Recently asked what I liked about someone’s personality, other than things that are useful to me, I found myself coming up against a rock and a hard place. The very act of liking anything and anyone brings a sense of joy and wonder to a thirsting soul seeking satisfaction. Disliking does quite the opposite. How does a question such as this get answered with any level of honesty?
I read once on a list of Life Priorities once where the top item stated: “Choose the right partner. This one choice alone will determine 95% of your success and happiness.” I cannot emphasize enough how truthful and relevant such a statement is, in spite of all our romantic leanings, and desires to make-things-work.
Toxic workplaces have higher levels of absenteeism, and higher levels of mental health claims. Do we expect we would fare any better in a relationship that is proving toxic? So the question now causes me to turn to who would inquire about what I like about them, besides what is useful, and wonder: Why would you want to hear the answer ‘Nothing’?
Don’t get me wrong, we all have mediocre qualities we all could do-with or do-without and we’d barely notice. But that’s a big difference than the intent behind the question. In a personal and intimate relationship, the values, behaviours, traits, characteristics, and so forth, are either compatible and healthy, or they are not. Attraction happens based upon these things exhibited during a courtship. Over time, the real everyday behaviours, traits, and characteristics show up.

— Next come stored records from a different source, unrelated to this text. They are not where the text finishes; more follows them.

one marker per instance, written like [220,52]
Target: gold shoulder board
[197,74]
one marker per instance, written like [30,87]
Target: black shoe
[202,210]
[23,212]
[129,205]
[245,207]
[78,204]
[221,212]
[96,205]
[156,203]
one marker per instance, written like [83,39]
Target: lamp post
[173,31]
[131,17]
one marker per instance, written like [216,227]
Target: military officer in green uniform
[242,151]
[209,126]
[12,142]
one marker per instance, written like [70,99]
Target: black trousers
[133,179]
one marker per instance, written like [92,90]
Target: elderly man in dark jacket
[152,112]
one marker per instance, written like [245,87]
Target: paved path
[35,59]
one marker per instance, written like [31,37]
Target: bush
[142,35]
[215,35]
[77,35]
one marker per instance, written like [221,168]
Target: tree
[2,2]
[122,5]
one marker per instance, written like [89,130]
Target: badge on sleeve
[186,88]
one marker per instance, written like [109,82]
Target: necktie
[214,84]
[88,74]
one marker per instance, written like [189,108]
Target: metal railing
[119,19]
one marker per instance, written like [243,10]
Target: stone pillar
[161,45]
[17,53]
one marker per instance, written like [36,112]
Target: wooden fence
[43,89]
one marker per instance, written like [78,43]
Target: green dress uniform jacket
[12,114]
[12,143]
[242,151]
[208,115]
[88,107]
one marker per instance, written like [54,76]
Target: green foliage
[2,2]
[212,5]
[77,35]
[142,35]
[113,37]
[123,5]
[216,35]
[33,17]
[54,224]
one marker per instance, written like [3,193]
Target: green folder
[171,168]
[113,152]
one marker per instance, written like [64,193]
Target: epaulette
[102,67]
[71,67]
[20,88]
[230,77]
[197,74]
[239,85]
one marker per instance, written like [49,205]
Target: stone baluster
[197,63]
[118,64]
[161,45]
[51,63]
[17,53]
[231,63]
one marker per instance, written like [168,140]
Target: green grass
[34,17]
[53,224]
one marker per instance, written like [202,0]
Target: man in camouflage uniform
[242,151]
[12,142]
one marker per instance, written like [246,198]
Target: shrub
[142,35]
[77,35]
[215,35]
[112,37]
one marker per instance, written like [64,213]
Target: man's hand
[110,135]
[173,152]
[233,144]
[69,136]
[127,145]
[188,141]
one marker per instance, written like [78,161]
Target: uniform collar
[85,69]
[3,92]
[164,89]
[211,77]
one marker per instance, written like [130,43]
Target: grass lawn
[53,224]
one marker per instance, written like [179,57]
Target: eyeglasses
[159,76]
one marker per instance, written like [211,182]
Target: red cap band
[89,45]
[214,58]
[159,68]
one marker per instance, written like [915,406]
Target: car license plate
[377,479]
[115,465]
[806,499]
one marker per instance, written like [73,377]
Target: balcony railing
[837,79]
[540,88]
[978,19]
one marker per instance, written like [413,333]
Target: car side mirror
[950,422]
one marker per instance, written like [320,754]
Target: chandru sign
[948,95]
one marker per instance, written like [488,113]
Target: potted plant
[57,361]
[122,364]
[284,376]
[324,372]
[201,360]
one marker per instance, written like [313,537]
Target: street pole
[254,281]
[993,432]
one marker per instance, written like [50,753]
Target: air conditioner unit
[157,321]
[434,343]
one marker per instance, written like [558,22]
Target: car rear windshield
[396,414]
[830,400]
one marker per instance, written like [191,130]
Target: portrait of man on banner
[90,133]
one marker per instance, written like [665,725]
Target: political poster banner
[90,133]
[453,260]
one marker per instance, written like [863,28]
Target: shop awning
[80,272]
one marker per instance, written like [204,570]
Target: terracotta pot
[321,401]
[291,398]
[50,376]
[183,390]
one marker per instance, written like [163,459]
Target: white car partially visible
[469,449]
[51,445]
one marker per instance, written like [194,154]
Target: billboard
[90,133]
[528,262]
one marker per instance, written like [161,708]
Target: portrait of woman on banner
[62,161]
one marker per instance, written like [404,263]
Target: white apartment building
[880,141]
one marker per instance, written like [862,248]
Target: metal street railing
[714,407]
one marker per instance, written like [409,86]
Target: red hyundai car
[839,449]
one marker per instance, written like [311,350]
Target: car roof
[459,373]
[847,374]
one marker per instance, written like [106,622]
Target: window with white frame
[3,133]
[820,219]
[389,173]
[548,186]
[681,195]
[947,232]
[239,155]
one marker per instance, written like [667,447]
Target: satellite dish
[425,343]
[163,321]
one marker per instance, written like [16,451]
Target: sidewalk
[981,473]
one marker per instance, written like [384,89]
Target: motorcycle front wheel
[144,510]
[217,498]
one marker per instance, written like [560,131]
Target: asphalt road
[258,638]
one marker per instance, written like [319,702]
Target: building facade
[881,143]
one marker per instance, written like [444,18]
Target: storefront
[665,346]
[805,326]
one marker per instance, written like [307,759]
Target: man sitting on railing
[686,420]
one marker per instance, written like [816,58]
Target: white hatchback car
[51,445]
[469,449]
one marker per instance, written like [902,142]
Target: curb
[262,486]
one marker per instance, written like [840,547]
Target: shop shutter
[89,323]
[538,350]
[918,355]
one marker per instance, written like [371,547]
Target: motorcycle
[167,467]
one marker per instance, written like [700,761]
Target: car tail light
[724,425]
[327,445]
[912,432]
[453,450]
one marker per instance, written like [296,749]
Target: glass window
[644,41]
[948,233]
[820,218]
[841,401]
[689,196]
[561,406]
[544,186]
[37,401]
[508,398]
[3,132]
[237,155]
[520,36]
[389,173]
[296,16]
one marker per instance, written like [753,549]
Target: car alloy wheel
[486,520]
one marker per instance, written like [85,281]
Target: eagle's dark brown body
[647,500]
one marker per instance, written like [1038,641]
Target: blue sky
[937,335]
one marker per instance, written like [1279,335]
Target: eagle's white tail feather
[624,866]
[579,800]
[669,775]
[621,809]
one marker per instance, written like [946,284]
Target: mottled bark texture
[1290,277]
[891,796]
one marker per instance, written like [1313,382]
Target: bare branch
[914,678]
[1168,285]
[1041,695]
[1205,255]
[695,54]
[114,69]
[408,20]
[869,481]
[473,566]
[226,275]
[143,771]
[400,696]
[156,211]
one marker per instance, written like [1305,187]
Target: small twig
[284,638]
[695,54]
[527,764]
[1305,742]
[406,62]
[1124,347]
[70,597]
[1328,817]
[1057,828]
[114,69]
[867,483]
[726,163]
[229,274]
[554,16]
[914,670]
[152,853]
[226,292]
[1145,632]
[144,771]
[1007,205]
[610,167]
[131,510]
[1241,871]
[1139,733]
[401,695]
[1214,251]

In every relationship between two partners, an agreement is formed in principle that there will be a common ground for respecting each other. How this looks in action often leaves parties struggling to feel that they are being respected 100% of the time. As well, none of us is ever perfect as we keep growing and changing.
It’s a give-and-take, and an ebb-and-flow, as it is with life. The better we are at following the give-and-take, whether it represents a short-term or long-term commitment, the better success the individuals will have, and therefore the better success the union has as a couple.
What do I like about anyone that is not useful? When I like, liking is useful. It does things inside me, like when you smile. Like when you whisper in my ear. Like when you giggle when you’re being silly. Or like when you’re laughing heartily at my jokes. Liking someone is useful. Don’t you think?